The office of YUKOS in Moscow, 2003
The investigative Committee of Russia (TFR) has classified violations, which, according to the Agency, were committed in the privatization of Yukos, under three articles of the Criminal code, found out “Kommersant”. About new article in the so-called big business of Yukos it became known from the complaint press Secretary to Mikhail Khodorkovsky Kyle Piispanen, which passes it on as a witness.
At the end of March, the TFR has announced the beginning of gathering evidence of illegal acquisition of Yukos’s shareholders. According to investigators, in 1995 when the privatization of the oil team of Mikhail Khodorkovsky submitted “in fact, belonging to JSC “Laguna” and JSC “Reagent” to participate in the investment competition and mortgaging auction. Thus, as indicated in the RDS, he said they were “separate legal entities”.
In the competition and won the auction, “Laguna”, but the payment for the shares, the investigators say, was produced at the expense of Menatep. Subsequently the Bank were not refunded the money paid for shares that has become one of the causes of his bankruptcy, according to the UK. As stated by the official representative of Department Vladimir Markin, Khodorkovsky did not pay for the purchase of shares of “penny”.
According to “Kommersant”, the TFR characterized the actions of the members of the criminal group, which a leader considers the consequence of Khodorkovsky as causing damage to property (article 315 of the criminal code). The office also saw the abuse of official powers (article 285 of the criminal code) in the actions of officials that have not stopped the violations during the privatization of Yukos. In addition, according to the newspaper, in the materials of the investigation there is a new article 315 of the criminal code (failure to execute a court decision or other judicial act).
Khodorkovsky himself, commenting on the statements of CCJ, said that they had bought YUKOS, “like everyone else, the law then”. He also paid attention that in seven years the company has started to process twice as much oil and YUKOS became profitable at a price of 12-14 dollars per barrel.
Pispanen lawyer Sergei adamsin told the newspaper that he is uncertain exactly when and in this connection appeared in the case of the above articles. “We’re trying to figure that out in the investigation”, — he explained.
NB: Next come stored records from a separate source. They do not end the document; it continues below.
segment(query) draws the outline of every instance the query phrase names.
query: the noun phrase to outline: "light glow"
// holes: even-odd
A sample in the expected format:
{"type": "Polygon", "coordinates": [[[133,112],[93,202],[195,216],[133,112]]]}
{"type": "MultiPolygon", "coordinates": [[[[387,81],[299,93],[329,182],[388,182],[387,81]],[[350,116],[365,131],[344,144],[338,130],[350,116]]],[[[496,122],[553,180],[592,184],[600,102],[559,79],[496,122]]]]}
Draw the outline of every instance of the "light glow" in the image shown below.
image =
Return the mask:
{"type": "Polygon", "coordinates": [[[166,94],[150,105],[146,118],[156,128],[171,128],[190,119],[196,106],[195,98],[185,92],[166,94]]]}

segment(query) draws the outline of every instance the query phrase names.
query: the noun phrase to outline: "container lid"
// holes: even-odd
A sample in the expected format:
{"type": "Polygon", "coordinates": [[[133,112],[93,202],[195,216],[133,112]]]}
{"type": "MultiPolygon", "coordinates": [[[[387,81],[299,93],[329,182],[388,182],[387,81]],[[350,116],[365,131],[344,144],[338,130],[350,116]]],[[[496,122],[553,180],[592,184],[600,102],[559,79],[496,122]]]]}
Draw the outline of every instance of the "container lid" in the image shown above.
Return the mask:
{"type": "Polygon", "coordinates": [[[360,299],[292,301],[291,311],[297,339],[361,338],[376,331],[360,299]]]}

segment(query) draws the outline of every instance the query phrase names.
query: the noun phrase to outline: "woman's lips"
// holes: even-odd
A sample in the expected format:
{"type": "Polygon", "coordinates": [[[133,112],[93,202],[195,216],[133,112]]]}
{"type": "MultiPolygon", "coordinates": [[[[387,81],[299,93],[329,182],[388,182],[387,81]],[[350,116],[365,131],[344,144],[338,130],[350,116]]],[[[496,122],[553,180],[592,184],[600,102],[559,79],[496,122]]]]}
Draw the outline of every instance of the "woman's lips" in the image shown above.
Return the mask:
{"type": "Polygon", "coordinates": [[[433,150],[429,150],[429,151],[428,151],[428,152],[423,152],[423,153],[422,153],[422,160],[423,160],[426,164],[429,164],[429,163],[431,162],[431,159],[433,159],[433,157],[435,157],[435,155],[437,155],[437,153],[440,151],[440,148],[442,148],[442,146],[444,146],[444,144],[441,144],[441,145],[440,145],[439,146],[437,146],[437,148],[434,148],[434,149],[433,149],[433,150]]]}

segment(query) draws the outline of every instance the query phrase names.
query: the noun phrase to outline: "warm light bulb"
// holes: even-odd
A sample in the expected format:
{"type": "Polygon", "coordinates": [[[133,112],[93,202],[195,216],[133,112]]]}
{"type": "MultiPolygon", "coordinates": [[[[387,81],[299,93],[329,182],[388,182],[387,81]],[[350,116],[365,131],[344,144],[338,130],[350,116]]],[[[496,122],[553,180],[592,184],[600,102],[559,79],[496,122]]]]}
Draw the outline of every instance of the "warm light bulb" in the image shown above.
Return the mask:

In December of last year the TFR have raided the offices of “Open Russia”. During one of them, Pispanen seized computers, laptops, as well as photographs and personal correspondence. Late Markin explained that the event was conducted to test the “legality and legitimacy” of the acquisition of Yukos shares offshore companies Hulley Enterprises Ltd, Yukos Universal Ltd and Veteran Petroleum Ltd.
In the summer of 2014 the Hague arbitration has satisfied the claim of these companies to Russia, and obliged him to pay former shareholders $50 billion To the UK thus believe that the offshore companies were used for the withdrawal of the Yukos shares from Russia and invested in the company, and therefore their rights as investors are not violated. The company sought recognition of the arbitral award on the territory of the United States.